Años atrás el paseo era una delicia. Se llegaba al agreste camposanto por un estrecho camino tachonado de robles, encinas, castaños, algunos cipreses, y la vista se abría sobre un labrantío inclinado de alta hierba donde la sinfonía de la naturaleza se guarnecía.
Se escuchaba el canto del mirlo, el cuco, la paloma torcaz, el sonido monótono de la cigarra al compás del grillo, y el niño de entonces, travieso igual a cabrilla montuna, corría detrás de mariposas, saltamontes y gorriones de casero vuelo.
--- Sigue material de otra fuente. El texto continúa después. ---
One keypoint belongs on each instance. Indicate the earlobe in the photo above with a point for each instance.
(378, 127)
Ahora una honda pena acorrala el espíritu apesadumbrado. Recordé, mientras iba despacio al encuentro de madre, uno de los libros que a ella más le habían agradado siempre, unas páginas en las que se refleja con desusada ternura la grandeza de nuestra tierra astur ya desaparecida y cambiada por unos tiempos distintos. Entre mis manos llevaba, para posarlo sobre su regazo, “La aldea pérdida”, obra poco o nada leída en la actualidad, de Armando Palacio Valdés.
Madre se hallaba adormecida. Abracé sus huesos frágiles y me observó con esos ojos suyos que, aún extintos, son iguales a dos púas encendidas.
- Te he traído algo para leer.
- Hijo, ya no lo hago. Mi vista mira sin ver, pero tocaré sus letras y será como regresar al pasado perdido. ¿Puedes contarme algo?
Me acurruqué a su lado y le susurré palabras hasta que la noche trepó del cercano río Ciares y la oscuridad se hizo túnica de afonía.
- Regreso mañana y continuaremos el relato.
- Aquí estaré. Lo bueno de la muerte es la apetencia a esperar.
Bajé a la ciudad por el sendero que conocía a ciegas. Y pensé en Arcadia. Sí, yo también nací y viví allí. Supe lo que era “caminar en la santa inocencia del corazón entre arboledas umbrías”, bañarme en arroyos cristalinos, y hollar con los pies una alfombra perennemente verde.
Hoy todo eso, y madre lo sabe, no existe. “Huyó la dicha y la inocencia de aquel valle” y con ello llegó el hacha, la sierra, el pico, el cemento frío a ese Gijón apretado en recuerdos que ni sabe ya mi nombre y que sólo por puro milagro, aún queda la necrópolis hasta que alguien, en nombre del progreso, traslade lejos a los sacrosantos moradores.